The next morning we were on call again. I spent the half hour before rounds checking up on the three patients I was carrying going into call. I left Marie to last, my reluctance to enter her room being by this time nearly insuperable. In response to my usual question, she gave her usual answer. “Terrible. I feel so weak, Doctor. Just so weak and shaky.” She said this in her usual tremulous voice, waving the back of her hand over her face to express her weakness. I couldn’t help but notice, uncharitably, her breakfast tray, every bowl and plate stripped clean to the last sheen of grease. Her vital signs were stable, and her urine output had indeed picked up: not the entire liter we had hoped for, but most of it. It was with a feeling of hope—I might discharge her soon—that I left her room for a last check of labs before rounds.

But what I saw in the labs wasn’t good. Overnight, Marie’s serum creatinine—the general indicator of the kidney’s ability to clear wastes—had almost doubled. Worse, her potassium—the “K” I had asked the intern to watch—was over six. The number was highlighted on the screen in red. We watch potassium generally in hospitalized patients: it’s a critical element, its level easily perturbed, and too wide a deviation can throw the heart’s rhythm awry. A patient on dobutamine with a potassium greater than six was not something I wanted to present on rounds. I had three minutes to find a nurse and order the four different things that would take care of this. As I was scribbling the orders on the chart, somewhere in the back of my head I was processing the other half of this story, the one I could do nothing about. Her heart was overloaded with fluid her kidneys could no longer expel. And now, under the burden of her failing heart, her kidneys were beginning to fail as well.
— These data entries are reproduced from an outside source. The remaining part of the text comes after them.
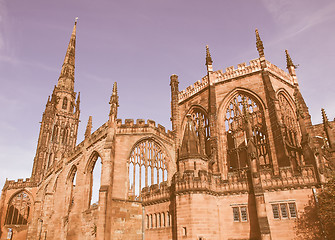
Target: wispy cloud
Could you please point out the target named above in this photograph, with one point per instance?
(296, 19)
(3, 17)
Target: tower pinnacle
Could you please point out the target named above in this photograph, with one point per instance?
(66, 78)
(209, 61)
(114, 103)
(259, 44)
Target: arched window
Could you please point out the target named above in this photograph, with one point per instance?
(236, 132)
(50, 160)
(147, 166)
(201, 124)
(291, 131)
(55, 133)
(71, 181)
(95, 179)
(64, 103)
(18, 209)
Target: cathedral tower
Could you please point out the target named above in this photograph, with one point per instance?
(59, 126)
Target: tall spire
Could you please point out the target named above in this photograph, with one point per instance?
(114, 103)
(209, 61)
(66, 78)
(190, 144)
(259, 44)
(88, 127)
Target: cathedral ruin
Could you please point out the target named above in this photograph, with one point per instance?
(241, 162)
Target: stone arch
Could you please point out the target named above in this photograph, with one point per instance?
(231, 117)
(91, 161)
(148, 164)
(64, 106)
(19, 208)
(89, 172)
(201, 125)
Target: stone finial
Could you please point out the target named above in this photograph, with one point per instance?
(259, 44)
(88, 127)
(289, 62)
(297, 105)
(78, 102)
(114, 103)
(209, 60)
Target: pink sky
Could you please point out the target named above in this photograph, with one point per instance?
(139, 44)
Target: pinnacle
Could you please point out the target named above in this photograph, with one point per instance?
(289, 61)
(324, 115)
(259, 44)
(209, 60)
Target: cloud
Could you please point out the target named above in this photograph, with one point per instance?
(3, 17)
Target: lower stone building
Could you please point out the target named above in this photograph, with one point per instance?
(241, 162)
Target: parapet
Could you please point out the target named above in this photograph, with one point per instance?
(20, 183)
(140, 125)
(231, 73)
(156, 193)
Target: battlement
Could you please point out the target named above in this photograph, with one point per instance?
(141, 126)
(279, 72)
(20, 183)
(156, 193)
(231, 73)
(287, 179)
(206, 182)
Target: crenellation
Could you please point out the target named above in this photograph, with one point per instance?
(20, 183)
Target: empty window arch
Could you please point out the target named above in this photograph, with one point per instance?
(147, 166)
(201, 125)
(236, 132)
(18, 209)
(94, 171)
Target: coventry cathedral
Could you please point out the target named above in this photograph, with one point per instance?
(241, 162)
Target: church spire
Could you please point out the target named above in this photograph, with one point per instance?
(66, 78)
(114, 103)
(259, 44)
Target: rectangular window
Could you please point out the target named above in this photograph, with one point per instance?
(244, 215)
(293, 213)
(240, 214)
(283, 209)
(275, 211)
(236, 214)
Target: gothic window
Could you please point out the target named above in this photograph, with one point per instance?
(72, 184)
(18, 209)
(236, 132)
(291, 131)
(95, 178)
(147, 166)
(55, 134)
(202, 129)
(64, 103)
(286, 210)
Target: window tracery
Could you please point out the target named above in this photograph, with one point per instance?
(201, 125)
(147, 166)
(291, 132)
(236, 132)
(18, 209)
(64, 103)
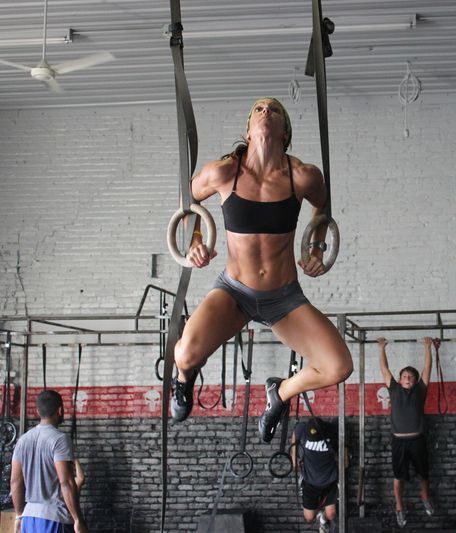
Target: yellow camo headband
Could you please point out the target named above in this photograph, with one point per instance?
(288, 130)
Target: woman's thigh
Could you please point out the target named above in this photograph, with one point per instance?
(307, 331)
(214, 321)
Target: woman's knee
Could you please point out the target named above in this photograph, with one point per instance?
(187, 355)
(339, 373)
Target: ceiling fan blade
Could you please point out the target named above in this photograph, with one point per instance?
(15, 65)
(54, 85)
(83, 62)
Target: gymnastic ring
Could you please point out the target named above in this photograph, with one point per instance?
(8, 434)
(273, 472)
(250, 464)
(172, 230)
(335, 240)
I was a minute late for the start of rounds.

As another long day of call ground into motion, I carried with me through the morning’s rituals a bleak sensation of change about to happen. Or perhaps, with the shift of a few numbers on a computer display, it already had, crossing over from the well-worn track Marie’s history had followed so faithfully for so long, to the other routine that plots the hospital’s daily round, the inexorable slippage into death. Marie’s electrolyte abnormality was significant not because it put her at risk of sudden death (although it did). The real significance was that the routine tune-up was over. Our only means of lightening the load on Marie’s heart had failed. This much, at least, had become brutally clear by rounds the next morning, even after another sleepless night.

When we reached her doorway I presented the data, and ground to a halt. I had no idea what came next.

The attending turned to the fellow.

“Now what?”

The fellow tugged at his lower lip. “I think we need to Swann her.”

The attending nodded. The fellow turned to me and said, “Move her to the Unit. We’ll Swann her after rounds.”